The analysis of historical cycles, from the humiliation of Auerstedt to the debacle of 1940, demonstrates an iron law: the refusal to listen to the sentinels (Stoffel, Pellé, de Gaulle) leads inevitably to disaster. Today, General Mandon's warning about the need for moral rearmament is neither a provocation nor an isolated case, but aligns strictly with the analyses of his European counterparts, from Swedish General Micael Bydén to the Baltic and German intelligence chiefs. In most European countries, the highest defense officials have made very similar remarks, calling for mental preparation in the face of imminent peril. This strategic lucidity has ultimately shocked only the pro-Russian or complacent voices found at the extremes of the European political spectrum, who prefer the comfort of denial to the harshness of survival.
History is a judge of blood: from Sedan to 1940, it sentences without appeal those nations that despise their sentinels. The dead of 1940 are watching us: to ignore the threat is to choose disaster. Yet, facing Russia, Europe is still sleeping. The Chief of Defense is doing his duty when he speaks the raw truth: deterrence requires being ready to “lose our children.”

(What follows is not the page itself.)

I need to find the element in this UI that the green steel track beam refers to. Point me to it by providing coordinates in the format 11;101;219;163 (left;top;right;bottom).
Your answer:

Opposite him? A caste of mediocre politicians prefers to scream scandal. Objective allies of Russian propaganda, these merchants of illusions sell us comfort when we should be forging swords. A choir of weepers, a sordid alliance of political second-stringers hungry for buzz and pro-Russian proxies who, out of cowardice, morally disarm the nation. This façade of pacifism is criminal. Refusing to see the coming war is signing our own death warrant. The choice is simple: lucidity or blood. By preparing, we might just avoid it.
This moral treason has a price, and it is already fixed. There is no room left for lies: either we face reality, or we will pay for our blindness with our lives.